In the SI joints, WBMRI detected BMO in two HSs (Supplementary Fig. S1, available at Rheumatology Online). convMRI of the SI joint in these two HSs revealed BMO in one (Berlin score 2 in one quadrant), but no BMO in the other. Furthermore, convMRI registered BMO (SI joint Berlin score 1 in two quadrants) in one HS without BMO by WBMRI. In three HSs, convMRI as well as WBMRI detected BMO in the cervical vertebrae. They were a 49-year-old man with a family history of psoriasis, a 55-year-old woman who had previously had knee arthroscopy due to knee pain, and a 61-year-old woman with a history of surgery for cervical disc herniation.

WBMRI and convMRI scores

WBMRI and convMRI scores, including global scores, for PsA, SpA and HSs are shown in Table 4. In PsA, WBMRI showed higher BMO scores than in HSs, while there were no overall significant differences in other parameters. In SpA, the global BMO and global structural damage scores were higher than in HSs. Corresponding convMRI revealed higher synovitis scores in the hands in PsA patients, and higher spinal and SI joint structural lesion scores in SpA patients than in HSs (Table 4).

Table 4

Median (IQR) scores of whole-body MRI and conventional MRI findings in joints, discovertebral units and SI joint quadrants

*P < 0.05, Mann–Whitney test vs healthy subjects. Possible ranges of scores are shown in parentheses after each feature. Global inflammation score is the sum of synovitis and global BMO score. Global structural damage score is the sum of bone erosions, fat infiltration and ankylosis. WBMRIs with very low readability (<33%) for assessed features were excluded. 76-joints: joints included in the 78-tender joint count except for the TM joints; ASspiMRI-c: AS spine MRI scoring system chronicity score; BMO: bone marrow oedema; DVU: discovertebral unit; PsAMRIS: PsA MRI scoring system.

Table 4

Median (IQR) scores of whole-body MRI and conventional MRI findings in joints, discovertebral units and SI joint quadrants

*P < 0.05, Mann–Whitney test vs healthy subjects. Possible ranges of scores are shown in parentheses after each feature. Global inflammation score is the sum of synovitis and global BMO score. Global structural damage score is the sum of bone erosions, fat infiltration and ankylosis. WBMRIs with very low readability (<33%) for assessed features were excluded. 76-joints: joints included in the 78-tender joint count except for the TM joints; ASspiMRI-c: AS spine MRI scoring system chronicity score; BMO: bone marrow oedema; DVU: discovertebral unit; PsAMRIS: PsA MRI scoring system.
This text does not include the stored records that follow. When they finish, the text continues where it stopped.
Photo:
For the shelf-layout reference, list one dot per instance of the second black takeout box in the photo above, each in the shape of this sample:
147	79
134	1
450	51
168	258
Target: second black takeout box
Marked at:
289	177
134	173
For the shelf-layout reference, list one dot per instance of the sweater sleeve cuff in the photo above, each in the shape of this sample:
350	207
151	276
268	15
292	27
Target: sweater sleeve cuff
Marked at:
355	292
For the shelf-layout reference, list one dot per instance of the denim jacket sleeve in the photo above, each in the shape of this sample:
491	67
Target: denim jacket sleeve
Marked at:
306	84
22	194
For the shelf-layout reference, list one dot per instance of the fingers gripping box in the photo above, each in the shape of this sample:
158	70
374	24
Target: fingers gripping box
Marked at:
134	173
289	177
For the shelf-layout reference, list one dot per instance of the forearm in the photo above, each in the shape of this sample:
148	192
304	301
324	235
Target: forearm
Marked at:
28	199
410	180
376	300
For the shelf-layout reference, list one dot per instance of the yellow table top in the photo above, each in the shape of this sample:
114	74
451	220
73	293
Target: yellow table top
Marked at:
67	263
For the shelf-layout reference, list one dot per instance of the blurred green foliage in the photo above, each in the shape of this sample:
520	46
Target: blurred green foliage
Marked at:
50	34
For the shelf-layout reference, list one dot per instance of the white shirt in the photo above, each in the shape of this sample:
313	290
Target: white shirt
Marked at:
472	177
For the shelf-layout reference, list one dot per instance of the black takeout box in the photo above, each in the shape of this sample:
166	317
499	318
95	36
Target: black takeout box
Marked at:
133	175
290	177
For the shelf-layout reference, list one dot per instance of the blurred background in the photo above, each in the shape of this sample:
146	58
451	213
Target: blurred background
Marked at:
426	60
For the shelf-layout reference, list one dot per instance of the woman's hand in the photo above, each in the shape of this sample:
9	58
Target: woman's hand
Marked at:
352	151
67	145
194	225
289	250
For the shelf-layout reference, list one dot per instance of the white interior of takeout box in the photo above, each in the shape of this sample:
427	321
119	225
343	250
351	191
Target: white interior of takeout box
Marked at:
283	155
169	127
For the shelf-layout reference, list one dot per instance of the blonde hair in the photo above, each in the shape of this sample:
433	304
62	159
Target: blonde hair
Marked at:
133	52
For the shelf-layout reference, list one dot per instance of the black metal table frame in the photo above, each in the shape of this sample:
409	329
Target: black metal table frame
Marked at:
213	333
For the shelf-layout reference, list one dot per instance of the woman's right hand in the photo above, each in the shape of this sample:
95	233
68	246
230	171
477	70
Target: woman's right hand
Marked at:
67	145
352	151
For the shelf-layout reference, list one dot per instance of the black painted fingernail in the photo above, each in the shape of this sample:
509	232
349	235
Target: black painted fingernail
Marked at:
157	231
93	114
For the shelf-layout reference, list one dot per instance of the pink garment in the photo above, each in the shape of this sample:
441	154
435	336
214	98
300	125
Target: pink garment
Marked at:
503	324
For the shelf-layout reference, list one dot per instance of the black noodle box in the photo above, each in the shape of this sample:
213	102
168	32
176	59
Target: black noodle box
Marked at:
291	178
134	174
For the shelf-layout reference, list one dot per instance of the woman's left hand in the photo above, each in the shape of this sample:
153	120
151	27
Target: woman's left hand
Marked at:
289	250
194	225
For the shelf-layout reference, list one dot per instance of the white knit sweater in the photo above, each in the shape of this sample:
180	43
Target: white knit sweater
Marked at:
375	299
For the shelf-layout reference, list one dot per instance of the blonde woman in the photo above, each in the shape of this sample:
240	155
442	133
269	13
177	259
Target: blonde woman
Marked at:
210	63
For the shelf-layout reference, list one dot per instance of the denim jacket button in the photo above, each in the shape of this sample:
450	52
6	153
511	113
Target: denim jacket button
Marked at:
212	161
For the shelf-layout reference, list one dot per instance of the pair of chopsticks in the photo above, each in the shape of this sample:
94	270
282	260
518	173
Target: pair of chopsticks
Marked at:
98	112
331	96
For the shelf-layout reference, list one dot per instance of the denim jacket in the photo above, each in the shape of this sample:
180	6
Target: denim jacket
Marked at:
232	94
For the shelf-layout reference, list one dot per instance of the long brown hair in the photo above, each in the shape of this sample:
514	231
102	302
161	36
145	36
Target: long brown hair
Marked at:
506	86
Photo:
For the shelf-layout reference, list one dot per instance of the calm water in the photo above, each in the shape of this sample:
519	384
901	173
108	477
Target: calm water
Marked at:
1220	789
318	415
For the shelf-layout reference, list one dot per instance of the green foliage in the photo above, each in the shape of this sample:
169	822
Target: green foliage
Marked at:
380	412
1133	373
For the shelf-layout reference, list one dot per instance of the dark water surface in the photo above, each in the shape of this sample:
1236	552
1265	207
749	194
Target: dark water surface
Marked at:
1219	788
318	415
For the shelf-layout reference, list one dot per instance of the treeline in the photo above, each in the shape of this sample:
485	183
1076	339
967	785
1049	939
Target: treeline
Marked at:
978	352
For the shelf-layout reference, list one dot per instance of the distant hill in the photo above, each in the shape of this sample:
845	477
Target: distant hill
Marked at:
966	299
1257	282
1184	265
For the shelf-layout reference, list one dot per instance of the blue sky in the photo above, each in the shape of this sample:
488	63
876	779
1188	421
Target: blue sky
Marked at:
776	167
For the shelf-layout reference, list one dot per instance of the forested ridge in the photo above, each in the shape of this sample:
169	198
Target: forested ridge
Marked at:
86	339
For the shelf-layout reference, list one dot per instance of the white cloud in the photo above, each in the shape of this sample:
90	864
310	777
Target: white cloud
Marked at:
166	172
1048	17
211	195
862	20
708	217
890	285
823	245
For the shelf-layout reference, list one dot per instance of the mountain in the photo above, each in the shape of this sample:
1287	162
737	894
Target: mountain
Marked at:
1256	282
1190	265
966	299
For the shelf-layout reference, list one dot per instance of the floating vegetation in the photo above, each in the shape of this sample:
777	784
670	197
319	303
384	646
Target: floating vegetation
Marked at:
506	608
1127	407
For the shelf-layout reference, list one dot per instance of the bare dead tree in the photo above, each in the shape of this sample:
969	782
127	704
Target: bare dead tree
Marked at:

WBMRI BMO scores for 76 peripheral joints correlated significantly with WBMRI synovitis (ρ = 0.48; P = 0.0006) and erosion (0.51; P = 0.0002). In the spine, WBMRI BMO scores correlated with fat infiltration (0.45; P = 0.001). For the WBMRI scores of the SI joints, BMO correlated with fat infiltration (0.40; P = 0.005) and erosion (0.51; P = 0.0002), and fat infiltration correlated with erosion (0.41; P = 0.004) and ankylosis (0.33; P = 0.02). The WBMRI global BMO score correlated significantly with the WBMRI global structural damage score (ρ = 0.52; P = 0.0002).

WBMRI BMO scores for 76 peripheral joints and WBMRI global BMO correlated with convMRI PsAMRIS synovitis scores (ρ = 0.47–0.52; P < 0.05), but not with BMO scores.

WBMRI and convMRI scores of SI joint BMO, fat infiltration and erosion correlated significantly (ρ = 0.78/0.71/0.72, all P < 0.0005). WBMRI and convMRI SI joint ankylosis scores did not correlate significantly (0.24; P = 0.22). Spine scores of activity and damage by convMRI (Berlin activity score and ASspiMRI-c scores) and corresponding WBMRI scores showed lower correlations (ρ = 0.20–0.55; 0.005 < P < 0.20). Correlation between WBMRI and convMRI scores of synovitis in hands did not reach statistical significance (0.32; P = 0.15).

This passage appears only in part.